По правде говоря, Пинкертон с самого начала звал меня, хотя и не прямо, а косвенно, расписывая свое полное одиночество в кругу своих знакомых, «среди которых не найдется ни одного с вашим развитием», — писал он. При этом он высказывал свою дружбу ко мне в таких выражениях, что мне становилось тяжело при воспоминании о том, как мало я был отзывчив на нее; горевал он и о том, что нет у него никого, кто помогал бы ему; но тут же спешил прибавить похвалы моей твердости, постоянству и побуждал меня оставаться в Париже.
«Помните только, Лоудон, — писал он, — если все это надоест вам там, то здесь для вас найдется дел полные руки, и дел честных, хорошо оплачиваемых, состоящих в разработке богатств этого, в сущности, девственного штата. Я уж и не говорю о том, сколько удовольствия вы доставили бы мне, работая со мной рука об руку».
Теперь, оглядываясь назад, я только дивился, что так долго не откликался на эти призывы, а вместо того тратил деньги своего приятеля на такие дела, которые, я знал, были ему вовсе не по нутру. Но зато когда я очнулся и вполне оценил свое положение, то очнулся уже вполне и окончательно и решил не только в будущем следовать его советам, но и, по возможности, загладить все потери прошлого. Я вспомнил, что в этом смысле я не совсем лишен всяких средств, и, как это ни было тяжко и унизительно для меня, я решился воспользоваться фамилией Лоудонов в ее историческом городе.

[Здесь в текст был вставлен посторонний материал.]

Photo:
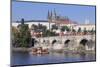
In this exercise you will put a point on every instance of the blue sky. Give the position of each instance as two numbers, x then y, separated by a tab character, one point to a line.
39	11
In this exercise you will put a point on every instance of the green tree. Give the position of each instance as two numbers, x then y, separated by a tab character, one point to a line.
21	35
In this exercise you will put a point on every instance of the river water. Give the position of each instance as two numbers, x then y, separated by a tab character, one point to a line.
24	58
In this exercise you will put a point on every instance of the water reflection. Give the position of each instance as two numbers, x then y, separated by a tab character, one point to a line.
54	57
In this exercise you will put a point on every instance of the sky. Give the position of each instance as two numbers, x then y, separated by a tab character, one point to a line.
39	11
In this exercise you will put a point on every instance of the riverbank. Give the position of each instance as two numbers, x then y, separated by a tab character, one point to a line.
20	49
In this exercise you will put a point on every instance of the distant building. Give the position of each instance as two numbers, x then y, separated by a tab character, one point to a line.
53	18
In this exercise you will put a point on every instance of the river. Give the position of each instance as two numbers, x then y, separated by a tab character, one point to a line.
24	58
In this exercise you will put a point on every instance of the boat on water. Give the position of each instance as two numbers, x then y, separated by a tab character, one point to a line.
39	50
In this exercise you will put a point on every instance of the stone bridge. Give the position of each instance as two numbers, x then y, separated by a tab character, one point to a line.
71	42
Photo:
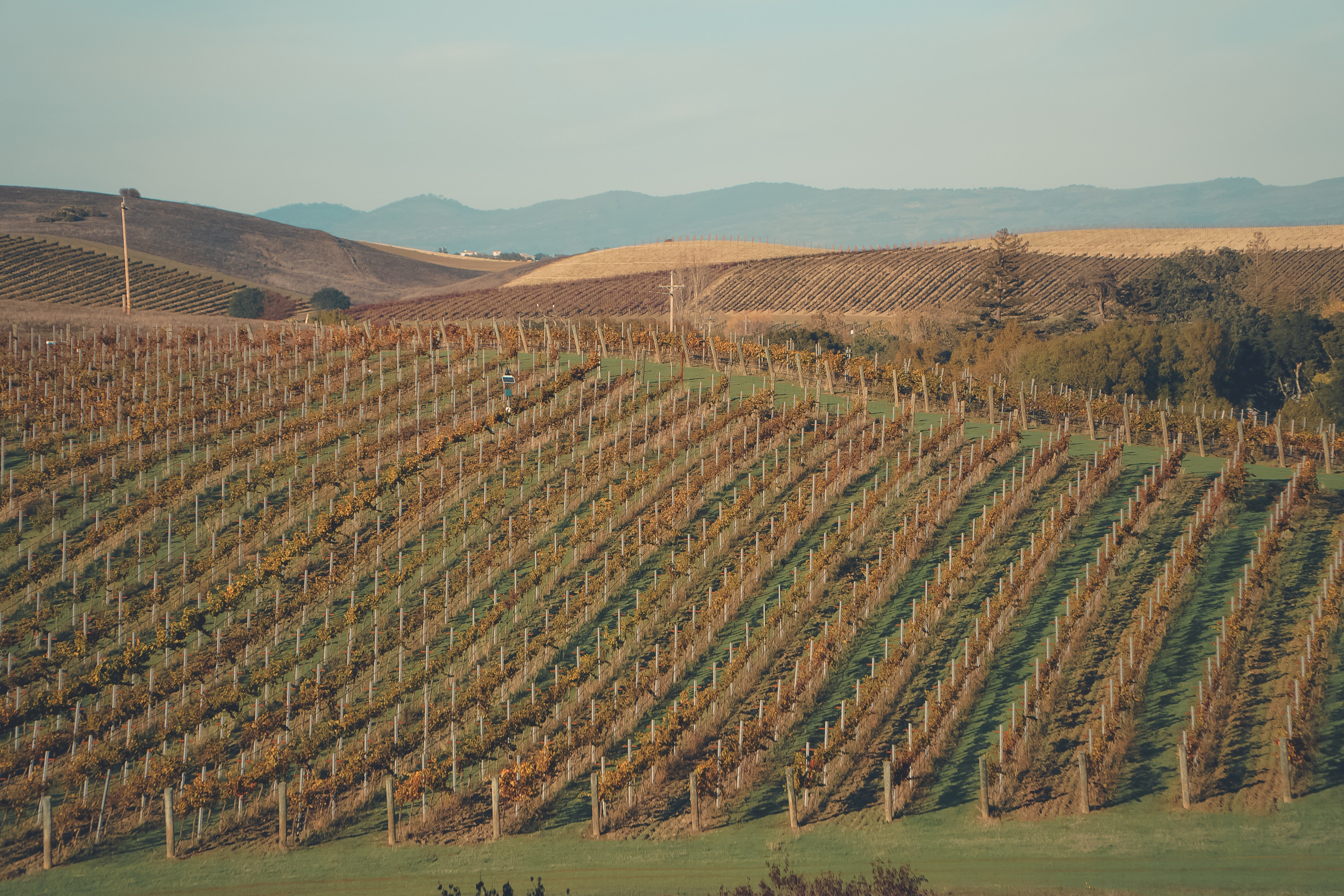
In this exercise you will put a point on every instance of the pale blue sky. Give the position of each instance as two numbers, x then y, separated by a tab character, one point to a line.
252	105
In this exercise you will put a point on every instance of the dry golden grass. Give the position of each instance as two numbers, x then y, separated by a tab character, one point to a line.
443	260
656	257
1150	242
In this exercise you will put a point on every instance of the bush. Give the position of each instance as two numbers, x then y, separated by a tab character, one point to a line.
331	318
886	882
248	303
330	299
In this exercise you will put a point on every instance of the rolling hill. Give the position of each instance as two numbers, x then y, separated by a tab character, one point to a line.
939	280
236	246
1158	241
808	217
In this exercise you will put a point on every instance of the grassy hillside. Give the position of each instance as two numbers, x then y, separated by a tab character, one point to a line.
667	256
1152	242
37	271
787	581
237	246
874	284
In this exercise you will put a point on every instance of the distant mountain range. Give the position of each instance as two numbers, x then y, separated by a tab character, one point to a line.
806	215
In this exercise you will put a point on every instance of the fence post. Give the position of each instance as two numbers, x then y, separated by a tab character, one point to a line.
1082	784
281	793
45	808
984	792
886	786
1185	774
168	823
495	808
597	818
695	805
1284	770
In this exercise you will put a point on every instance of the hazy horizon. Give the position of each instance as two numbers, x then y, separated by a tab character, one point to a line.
254	107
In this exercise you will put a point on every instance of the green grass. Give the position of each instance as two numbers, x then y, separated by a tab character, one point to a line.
1140	847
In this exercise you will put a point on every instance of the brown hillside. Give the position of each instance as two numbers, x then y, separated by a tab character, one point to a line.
1168	241
238	246
862	284
658	257
38	271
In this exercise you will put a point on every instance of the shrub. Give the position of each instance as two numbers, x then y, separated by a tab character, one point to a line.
330	299
331	318
248	303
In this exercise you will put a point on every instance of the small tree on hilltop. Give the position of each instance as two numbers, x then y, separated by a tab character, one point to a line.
330	299
1002	284
1098	280
248	303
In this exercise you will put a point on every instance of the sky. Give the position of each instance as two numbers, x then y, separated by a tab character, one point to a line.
253	105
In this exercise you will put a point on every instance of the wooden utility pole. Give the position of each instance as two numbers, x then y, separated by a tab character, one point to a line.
984	792
793	805
125	253
695	805
671	291
495	808
1082	784
597	818
886	789
1284	770
283	793
1185	771
45	808
168	820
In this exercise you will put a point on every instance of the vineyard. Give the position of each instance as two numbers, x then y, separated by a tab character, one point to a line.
264	581
46	272
1168	241
874	283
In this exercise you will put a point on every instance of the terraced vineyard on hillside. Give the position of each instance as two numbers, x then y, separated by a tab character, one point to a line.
38	271
264	581
875	283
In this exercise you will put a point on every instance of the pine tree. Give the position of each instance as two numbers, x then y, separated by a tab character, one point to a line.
1002	284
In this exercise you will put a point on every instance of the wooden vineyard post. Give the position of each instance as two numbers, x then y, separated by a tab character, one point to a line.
984	792
45	808
1284	771
168	823
793	805
283	801
695	805
597	818
1185	773
886	788
495	808
1082	784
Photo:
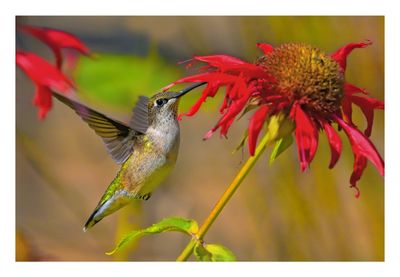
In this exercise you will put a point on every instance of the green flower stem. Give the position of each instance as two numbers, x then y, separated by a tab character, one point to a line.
224	199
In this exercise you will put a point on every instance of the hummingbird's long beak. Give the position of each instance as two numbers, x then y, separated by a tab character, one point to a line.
186	90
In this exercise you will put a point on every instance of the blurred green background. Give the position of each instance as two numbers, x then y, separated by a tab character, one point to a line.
278	213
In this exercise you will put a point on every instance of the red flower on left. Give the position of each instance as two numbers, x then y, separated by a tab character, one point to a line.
46	76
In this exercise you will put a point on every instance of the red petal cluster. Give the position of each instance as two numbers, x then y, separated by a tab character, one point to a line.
56	40
245	82
47	77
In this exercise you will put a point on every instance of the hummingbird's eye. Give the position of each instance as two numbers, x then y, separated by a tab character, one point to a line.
161	101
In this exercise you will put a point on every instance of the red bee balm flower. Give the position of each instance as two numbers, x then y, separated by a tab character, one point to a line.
304	84
56	40
46	77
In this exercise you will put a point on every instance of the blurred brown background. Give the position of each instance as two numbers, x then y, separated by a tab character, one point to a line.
278	213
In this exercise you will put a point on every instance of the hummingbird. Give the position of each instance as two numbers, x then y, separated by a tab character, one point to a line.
146	148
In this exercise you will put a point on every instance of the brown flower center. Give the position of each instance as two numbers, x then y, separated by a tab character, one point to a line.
307	75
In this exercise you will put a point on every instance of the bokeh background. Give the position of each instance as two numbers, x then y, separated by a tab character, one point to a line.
278	213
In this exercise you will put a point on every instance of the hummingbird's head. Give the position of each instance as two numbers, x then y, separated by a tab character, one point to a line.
164	105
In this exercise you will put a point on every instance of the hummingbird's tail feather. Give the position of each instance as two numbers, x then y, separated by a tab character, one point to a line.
107	207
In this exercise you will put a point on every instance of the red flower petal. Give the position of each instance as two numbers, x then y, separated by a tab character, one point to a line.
367	105
57	40
341	54
335	143
42	100
46	78
363	149
266	48
255	125
306	136
43	73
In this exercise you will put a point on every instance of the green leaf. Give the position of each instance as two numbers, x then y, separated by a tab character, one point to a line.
178	224
280	146
214	253
201	253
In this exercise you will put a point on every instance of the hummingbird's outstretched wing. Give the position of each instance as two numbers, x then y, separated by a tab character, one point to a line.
140	117
118	138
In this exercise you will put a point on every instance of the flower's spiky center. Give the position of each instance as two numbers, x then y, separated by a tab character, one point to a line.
307	75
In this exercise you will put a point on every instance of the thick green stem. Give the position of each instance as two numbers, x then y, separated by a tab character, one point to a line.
224	199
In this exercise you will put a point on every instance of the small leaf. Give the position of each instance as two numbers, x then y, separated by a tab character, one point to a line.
178	224
201	253
280	146
214	253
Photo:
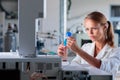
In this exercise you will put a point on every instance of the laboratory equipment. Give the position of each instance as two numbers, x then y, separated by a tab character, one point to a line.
83	72
68	34
10	39
28	12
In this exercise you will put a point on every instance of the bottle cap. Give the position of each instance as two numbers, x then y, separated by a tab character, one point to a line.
68	34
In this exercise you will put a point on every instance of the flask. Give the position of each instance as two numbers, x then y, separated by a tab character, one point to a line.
68	34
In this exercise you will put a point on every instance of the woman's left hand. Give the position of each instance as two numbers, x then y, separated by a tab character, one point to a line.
72	44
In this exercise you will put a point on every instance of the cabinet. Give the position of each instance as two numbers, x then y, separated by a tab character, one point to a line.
2	24
8	14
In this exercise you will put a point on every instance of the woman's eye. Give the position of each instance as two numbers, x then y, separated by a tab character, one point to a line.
86	29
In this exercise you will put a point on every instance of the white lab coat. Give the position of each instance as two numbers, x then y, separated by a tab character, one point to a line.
110	57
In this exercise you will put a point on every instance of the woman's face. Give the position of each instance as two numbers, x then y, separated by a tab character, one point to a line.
94	30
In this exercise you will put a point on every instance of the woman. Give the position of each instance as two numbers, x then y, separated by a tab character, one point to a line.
101	53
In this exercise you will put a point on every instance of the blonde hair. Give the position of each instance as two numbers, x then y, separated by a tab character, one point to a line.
100	18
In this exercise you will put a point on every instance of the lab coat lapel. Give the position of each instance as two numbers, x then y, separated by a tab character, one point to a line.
105	51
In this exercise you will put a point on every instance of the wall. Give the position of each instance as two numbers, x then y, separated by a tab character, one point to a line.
51	23
80	7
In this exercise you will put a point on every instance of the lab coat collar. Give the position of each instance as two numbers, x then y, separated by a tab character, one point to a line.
105	51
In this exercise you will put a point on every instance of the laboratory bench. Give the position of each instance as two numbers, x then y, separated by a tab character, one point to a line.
52	66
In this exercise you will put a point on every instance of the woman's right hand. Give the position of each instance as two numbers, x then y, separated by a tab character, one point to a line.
62	51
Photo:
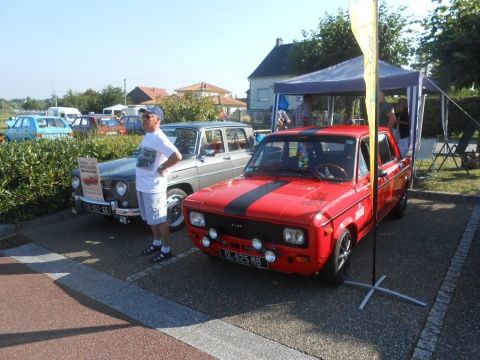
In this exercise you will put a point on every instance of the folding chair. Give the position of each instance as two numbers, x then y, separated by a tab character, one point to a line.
456	150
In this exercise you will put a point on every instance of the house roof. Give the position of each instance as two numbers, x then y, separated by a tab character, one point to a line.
275	63
153	92
226	101
203	86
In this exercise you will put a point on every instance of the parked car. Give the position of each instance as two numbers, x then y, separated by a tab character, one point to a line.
211	151
133	124
29	127
303	203
87	125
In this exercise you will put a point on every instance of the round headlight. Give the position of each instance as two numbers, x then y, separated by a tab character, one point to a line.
206	242
257	244
213	234
75	182
197	219
121	188
270	256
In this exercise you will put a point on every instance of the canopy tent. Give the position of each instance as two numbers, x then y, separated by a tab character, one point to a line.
114	108
347	78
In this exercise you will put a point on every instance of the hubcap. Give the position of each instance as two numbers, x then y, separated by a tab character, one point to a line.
345	250
174	210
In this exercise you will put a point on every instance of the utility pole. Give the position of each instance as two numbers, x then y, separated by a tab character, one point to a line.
125	91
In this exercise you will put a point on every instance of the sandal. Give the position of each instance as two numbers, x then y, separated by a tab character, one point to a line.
161	257
151	249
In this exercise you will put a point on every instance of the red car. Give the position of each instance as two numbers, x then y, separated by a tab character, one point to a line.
97	125
303	201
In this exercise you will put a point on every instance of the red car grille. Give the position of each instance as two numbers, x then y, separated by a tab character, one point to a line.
248	229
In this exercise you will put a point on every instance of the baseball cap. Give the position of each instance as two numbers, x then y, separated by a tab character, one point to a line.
152	110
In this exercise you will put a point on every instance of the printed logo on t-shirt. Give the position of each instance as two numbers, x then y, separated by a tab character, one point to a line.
146	157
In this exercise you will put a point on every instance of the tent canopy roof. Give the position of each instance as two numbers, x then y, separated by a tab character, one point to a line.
347	77
116	107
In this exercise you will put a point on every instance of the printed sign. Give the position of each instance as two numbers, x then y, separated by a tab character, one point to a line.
90	178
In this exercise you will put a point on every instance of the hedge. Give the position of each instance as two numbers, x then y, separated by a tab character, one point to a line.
35	175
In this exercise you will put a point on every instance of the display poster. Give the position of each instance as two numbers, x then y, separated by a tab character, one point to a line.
90	178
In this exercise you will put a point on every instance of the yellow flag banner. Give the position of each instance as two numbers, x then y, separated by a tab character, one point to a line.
363	19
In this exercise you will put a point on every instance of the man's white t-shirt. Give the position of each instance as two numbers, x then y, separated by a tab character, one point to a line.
154	150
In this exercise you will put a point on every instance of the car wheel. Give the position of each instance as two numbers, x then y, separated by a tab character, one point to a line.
336	267
399	209
175	217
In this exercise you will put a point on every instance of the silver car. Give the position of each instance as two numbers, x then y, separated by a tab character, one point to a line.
212	152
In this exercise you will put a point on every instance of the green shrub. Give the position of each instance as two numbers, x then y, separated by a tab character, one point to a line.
35	175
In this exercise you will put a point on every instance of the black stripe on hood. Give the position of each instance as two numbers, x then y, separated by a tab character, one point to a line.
240	205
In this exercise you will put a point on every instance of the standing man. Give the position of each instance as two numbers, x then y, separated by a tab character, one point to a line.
386	114
156	155
303	112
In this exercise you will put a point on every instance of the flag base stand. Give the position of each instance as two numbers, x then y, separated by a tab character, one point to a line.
375	287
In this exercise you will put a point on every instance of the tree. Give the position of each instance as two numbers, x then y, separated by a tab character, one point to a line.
451	43
188	108
112	95
333	41
32	104
71	99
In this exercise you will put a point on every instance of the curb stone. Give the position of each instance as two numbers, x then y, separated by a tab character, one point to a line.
443	196
7	230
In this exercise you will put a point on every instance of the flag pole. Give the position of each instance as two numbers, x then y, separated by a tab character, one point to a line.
365	29
375	150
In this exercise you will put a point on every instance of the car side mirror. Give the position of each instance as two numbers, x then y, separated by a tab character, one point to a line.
381	173
206	153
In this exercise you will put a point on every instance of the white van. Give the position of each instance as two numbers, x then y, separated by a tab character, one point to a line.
69	114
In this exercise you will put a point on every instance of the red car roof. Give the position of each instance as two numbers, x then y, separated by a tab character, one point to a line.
352	130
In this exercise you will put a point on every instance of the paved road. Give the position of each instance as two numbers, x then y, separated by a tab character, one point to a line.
283	313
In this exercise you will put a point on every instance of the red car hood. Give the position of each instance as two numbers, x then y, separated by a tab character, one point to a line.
292	200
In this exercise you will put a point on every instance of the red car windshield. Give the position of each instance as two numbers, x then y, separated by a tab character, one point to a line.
322	156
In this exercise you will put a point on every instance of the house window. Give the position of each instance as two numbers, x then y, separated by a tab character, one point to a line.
263	94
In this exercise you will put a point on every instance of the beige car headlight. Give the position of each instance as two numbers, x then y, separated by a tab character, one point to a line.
121	188
75	182
293	236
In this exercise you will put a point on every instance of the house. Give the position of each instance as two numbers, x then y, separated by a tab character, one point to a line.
222	98
145	95
274	67
201	90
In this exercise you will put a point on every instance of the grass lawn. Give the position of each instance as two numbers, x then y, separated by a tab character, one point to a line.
447	179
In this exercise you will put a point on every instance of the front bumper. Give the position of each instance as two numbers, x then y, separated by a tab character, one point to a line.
107	208
302	261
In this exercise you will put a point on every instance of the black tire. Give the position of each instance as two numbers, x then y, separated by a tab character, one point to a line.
175	217
398	211
335	270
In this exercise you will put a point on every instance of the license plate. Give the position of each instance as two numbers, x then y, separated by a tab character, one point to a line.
97	208
248	260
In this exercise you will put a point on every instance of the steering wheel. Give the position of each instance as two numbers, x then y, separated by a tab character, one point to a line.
323	171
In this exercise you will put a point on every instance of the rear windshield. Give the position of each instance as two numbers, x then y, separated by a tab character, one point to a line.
50	122
183	139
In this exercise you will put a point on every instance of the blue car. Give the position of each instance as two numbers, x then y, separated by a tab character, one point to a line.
31	127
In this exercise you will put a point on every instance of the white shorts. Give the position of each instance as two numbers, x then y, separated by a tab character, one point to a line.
153	207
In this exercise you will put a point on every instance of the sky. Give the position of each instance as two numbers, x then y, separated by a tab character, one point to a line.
50	46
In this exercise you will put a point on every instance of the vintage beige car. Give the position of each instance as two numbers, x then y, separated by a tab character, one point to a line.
212	152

Я начал с того, что распростился без малейшего сожаления со всем моим имуществом. Дижон унаследовал от меня и Жанну д'Арк, и Знаменосца, и Мушкетеров. Я в его присутствии связал мои пожитки в новые ремни. Расстался я с ним у дверей кабачка и последние несколько часов моего пребывания в Париже провел в полном одиночестве. Один, в пределах, допускаемых моими финансами, заказал я себе обед. Один купил себе билет на Сен-Лазарском вокзале. Одинокий, хотя и окруженный толпой пассажиров, любовался я игрой луны на волнах Сены в Париже, потом на колокольни руанских церквей, потом на лес мачт в Дьеппской гавани. Когда первые проблески зари разбудили меня от тревожных снов на палубе, я впервые с удовольствием полюбовался восходом солнца. Я с нетерпением ждал минуту, когда передо мной покажутся зеленые берега Англии из-за розового тумана; я вдыхал соленый воздух полной грудью. Потом вдруг вспомнил обо всем: о том, что я больше уже не артист, что я более не я, что я бросил все, что было мне дорого, и вернулся ко всему тому, чего терпеть не мог, рабом долга и признательности, что я потерпел банкротство полнейшее.